A good example was the ships that launched the Age of Discovery in the 15th – 17th Centuries. For the first time, European mariners could sail on long voyages, in any direction, and at any time of year. They took the large carrack hull used for cargo, added the triangular lateen sail so the ship could sail closer to the wind and the sternpost rudder instead of a steering oar. Both these innovations were already over 1000 years old. Together with the magnetic compass which allowed navigation under cloudy skies, these ships could
sail right around the world.

The package of technologies created a disruptive leap forward.

The development of fibre-optic communications has a similar pattern. In 1880 Alexander Graham Bell unveiled the Photophone, a system that could transmit sound on a beam of light. However, range and reliability were poor. In 1956 the University of Michigan demonstrated optical fibres using two different types of glass and in 1962 Robert Hall developed the semiconductor laser. By 1977 the first telephone conversations were being sent over optical fibre. With improvements in lasers, fibres and electronics, the range and bandwidth increased to become the backbone of the world telecoms system. Now it is cheap and reliable enough for me to have a direct fibre connection to my house in a rural area.

A disruptive technology may need the whole industrial ecosystem to change

By 1881, electricity was being generated commercially in power stations and distributed to users. By 1883 electric motors were being used in industry. Yet factories continued to buy and install inefficient steam engines. Why?

During the industrial revolution factories and steam power developed in parallel. A single large steam engine drove a shaft that ran the length of the factory. Individual machines then drew their power from the shaft using flexible belts. Large steam engines were more efficient, and you only needed one team to service them; small steam engines were inefficient and inconvenient. You would not want a weaver to look after their own engine!

The steam-driven line shaft defined the layout of the factory, the machines used, and the way people worked.

With electric motors, the obvious thing to do is to power each machine separately. It avoids the losses and inefficiency of the line shaft. But that means the electric motor is not a drop-in replacement for the steam engine. To get the advantage, you need to rethink the layout and flow of work, the machines you use and the way people operate those machines. With all the investment in the existing ways of doing things, it took forty years for the electric motor to have the expected impact.
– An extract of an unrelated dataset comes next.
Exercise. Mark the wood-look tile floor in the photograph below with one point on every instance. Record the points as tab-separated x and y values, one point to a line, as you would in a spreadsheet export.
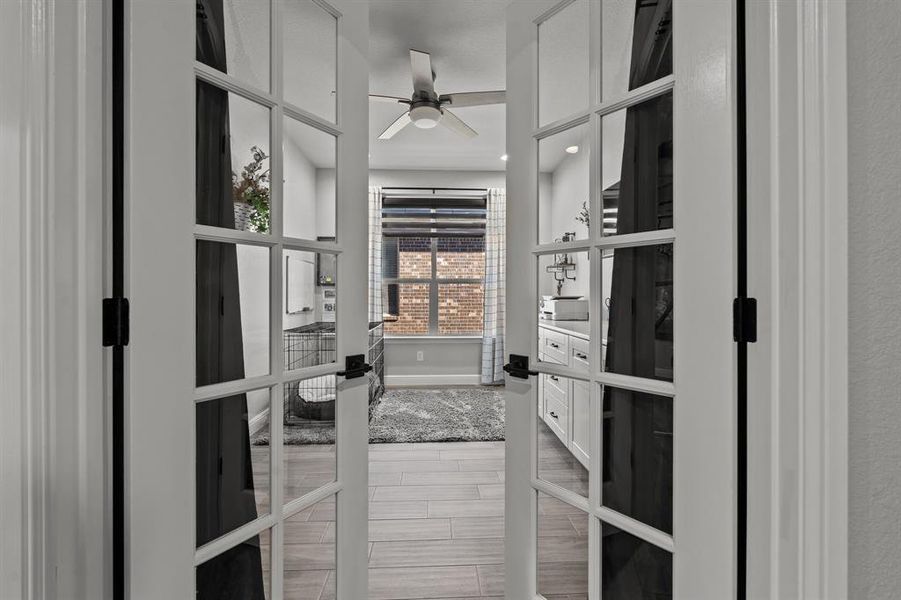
436	522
Technologies can recover from near-death experiences

If you have developed a new technology, and it is getting stuck. Look at these escape routes. What is the barrier to success and what can you do about it? Sometimes pivoting to a new application gives a smaller market that needs your technology and allows time to drive down the experience curve. A key question with any technology is – what does this enable you to do now that you could not do before? What are its unique advantages?

If you are working on a problem and can’t find the right solution, a trawl around lesser-known technologies used in other sectors can inspire. Perhaps adapting or combining technologies will unlock the new solution you are looking for.